The expert clarifies the doubts of future mothers.

When the vaginal swab test shows the presence of one or both types of Ureaplasma and, perhaps, also Mycoplasma, expectant mothers ask themselves many questions. Here are the answers from a specialist with great experience in infectious diseases in obstetrics.

It means that they naturally belong to the so-called microbiota, once defined as the vaginal ecosystem or bacterial flora.

Within this ecosystem, they normally do not cause any problems. But not only that: if present in low concentrations, they contribute with all the other agents of the bacterial flora to protect the vagina from infections.

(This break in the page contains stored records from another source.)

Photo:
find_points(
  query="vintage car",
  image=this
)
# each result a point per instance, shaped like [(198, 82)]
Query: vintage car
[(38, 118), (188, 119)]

However, in some cases, they can dominate others, leading to the development of an infection. This infection, in most cases, manifests symptoms.

As for Mycoplasma genitalium, it is usually present in sexually active people (women and men). When identified, healthcare providers must always treat the infection, possibly extending the treatment to both partners of the couple.

Vaginal swabs for all pregnant women?

Should we conduct vaginal swabs on all pregnant women to identify the likely presence of the three microorganisms, namely Urea urealyticum, Urea parvum, and Mycoplasma hominis, since they are almost certain to be present as part of the vaginal bacterial flora?

The medical community still debates this issue in obstetrics, which raises many doubts, and I define it as the black hole of our discipline. However, there can only be one answer: no, everyone should not undergo the swab.

In other words (but they remain the same), we should not subject a healthy woman with a physiological pregnancy devoid of any risk factors and symptoms of vaginal infection to an STD swab test for these four microorganisms.

But what harm would there be in subjecting all women to this swab? Performing it poses no risk (it is not particularly invasive, as the swab is inserted into the first section of the vaginal canal). It can also reassure you about the absence of potentially pathogenic agents (which can trigger infections). What do you think?

The sore point is precisely the fact that in many cases, the swab test helps to identify microorganisms, at least one of the two types of Ureaplasma, even if there is no infection, therefore even if they have not taken over the others, just because they belong to the vaginal bacterial flora. But the moment I find, for example, Ureaplasma urealyticum, I also have to treat it. The “good clinical practice” criteria obligate me to do so, requiring treatment for anything that could cause harm.

This is valid, therefore, even if the risk is only potential.

Unfortunately, establishing a scientifically acceptable minimum bacterial load that warrants antibiotic treatment and the therapy of choice in the absence of symptoms remains a critical issue.

In other words, it is not clear in what quantities and when Ureaplasma and Myco are present in the vaginal mucosa, not as commensals but as hosts that could cause problems. This means that the mere finding of Urea or Mycoplasma requires us to administer the antibiotic. To administer it regardless, when we arbitrarily deem any bacterial load as pathological and thus deserving of treatment, even if the pregnant woman lacks specific symptoms.

What are the first choice antibiotics that are prescribed?

The antibiotics of first choice to treat Ureaplasma and Mycoplasma belong to the macrolide class. The two active ingredients compatible with pregnancy are azithromycin and clarithromycin. When it’s indicated, take the antibiotic for 5-7 days.

Even with antibiotic treatment, Urea and Myco often persist, and the swab test detects them again during a follow-up check after treatment. The woman then thinks she has a chronic infection and becomes scared, fearing that this situation could damage the fetus…

Normally, they do not completely eradicate since these bacteria are commensal, usually present in the vaginal ecosystem. Performing a vaginal swab test on all women indiscriminately and then prescribing antibiotics lacks sense because doctors must treat any identified bacteria.

You can use the cervical swab to search.

So, professor, how should one act with this swab? When and to whom should we give it so as not to create unnecessary alarm and, above all, not to make a pregnant woman take antibiotics just as unnecessarily?

I firmly believe that we should exclusively search for the 4 microorganisms in the following three cases:

1. In women experiencing reproductive problems and struggling to start a pregnancy.
2. In women exhibiting symptoms of infection.
3. In women with pregnancies (current or previous) at high risk, such as miscarriage or premature birth.

Imbalances in the local microbiota can hinder conception, so you must have a clear idea of the vaginal environment.

Symptoms indicate the development of an infection, requiring the identification of the responsible pathogen and establishing a cure.

Eradicating Urea and Mycoplasma is essential, as their overgrowth could lead to infection, jeopardising the outcome of a high-risk pregnancy. When searching for the 4 microorganisms, it’s advisable to perform a cervical swab test, not a vaginal one.

During pregnancy, what risks do the infections expose you to?

The greatest risk is preterm birth. An infection extending to the amniotic sac could cause it to rupture early, sometimes resulting in premature water loss. Reportedly, cases of pulmonary infection in newborns have also occurred.

Does the same reasoning apply regarding the vaginal-rectal swab for detecting group B streptococcus?

No, there are no longer any doubts on this front.